Wang Jiaxiang | |
---|---|
Native name | 王家湘 |
Born | September 1936 (age 88) Wuxi, Jiangsu, China |
Occupation | Translator |
Language | Chinese, English |
Alma mater | Beijing Foreign Studies University |
Notable works | Uncle Tom's Cabin |
Wang Jiaxiang (Chinese: 王家湘; pinyin: Wáng Jiāxiāng; born September 1936) is a Chinese translator of Black American literature and female literature. She was a professor at Beijing Foreign Studies University.[1]
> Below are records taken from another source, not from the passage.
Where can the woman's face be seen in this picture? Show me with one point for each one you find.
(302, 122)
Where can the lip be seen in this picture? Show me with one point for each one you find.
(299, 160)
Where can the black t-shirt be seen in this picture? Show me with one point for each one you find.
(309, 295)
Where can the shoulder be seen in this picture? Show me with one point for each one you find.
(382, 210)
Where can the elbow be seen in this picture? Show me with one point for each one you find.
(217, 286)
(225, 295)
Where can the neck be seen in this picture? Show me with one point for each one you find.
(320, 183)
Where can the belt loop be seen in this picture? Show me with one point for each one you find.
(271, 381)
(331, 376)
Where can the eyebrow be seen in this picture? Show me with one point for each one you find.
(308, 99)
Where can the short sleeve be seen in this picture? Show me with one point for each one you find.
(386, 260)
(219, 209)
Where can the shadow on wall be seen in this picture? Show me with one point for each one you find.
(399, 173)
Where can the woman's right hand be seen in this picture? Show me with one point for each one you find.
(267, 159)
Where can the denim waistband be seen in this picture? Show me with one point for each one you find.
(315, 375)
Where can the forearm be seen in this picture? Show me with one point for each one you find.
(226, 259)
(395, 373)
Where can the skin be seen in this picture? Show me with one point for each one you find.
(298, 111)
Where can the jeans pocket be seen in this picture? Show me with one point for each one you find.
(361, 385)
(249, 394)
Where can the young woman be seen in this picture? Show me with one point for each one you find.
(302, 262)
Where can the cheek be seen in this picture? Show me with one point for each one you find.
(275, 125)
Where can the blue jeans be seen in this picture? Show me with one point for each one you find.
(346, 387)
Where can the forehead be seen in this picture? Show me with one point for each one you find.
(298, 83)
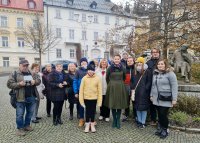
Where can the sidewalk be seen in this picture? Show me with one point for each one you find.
(45, 132)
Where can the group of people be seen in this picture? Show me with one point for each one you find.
(151, 86)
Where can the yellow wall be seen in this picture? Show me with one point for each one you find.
(12, 32)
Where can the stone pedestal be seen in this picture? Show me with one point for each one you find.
(189, 89)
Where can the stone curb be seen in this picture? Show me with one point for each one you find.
(193, 130)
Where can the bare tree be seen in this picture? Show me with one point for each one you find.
(172, 23)
(39, 37)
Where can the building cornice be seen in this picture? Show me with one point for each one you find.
(115, 14)
(21, 11)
Wang was born in Wuxi, Jiangsu, in September 1936. Due to the Second Sino-Japanese War, she was raised in southwest China's Sichuan, Guizhou and Guangxi provinces. In the summer of 1947, her family moved to Nanjing, where she secondary studied at Mingde Girls' High School. In 1948, her family relocated to Shanghai, she entered Xuhui Girls' High School in the following year. On July 1, 1949, her family moved to Beijing and she studied at Beiman Girls' High School. In 1953, Wang studied, then taught, at what is now Beijing Foreign Studies University. In 1982 she earned her Master of Arts in English literature from Griffith University. She studied at Cornell University as a Ruth scholar in 1986 and studied at the W. E. B. Du Bois Institute of Harvard University in 1998.[1]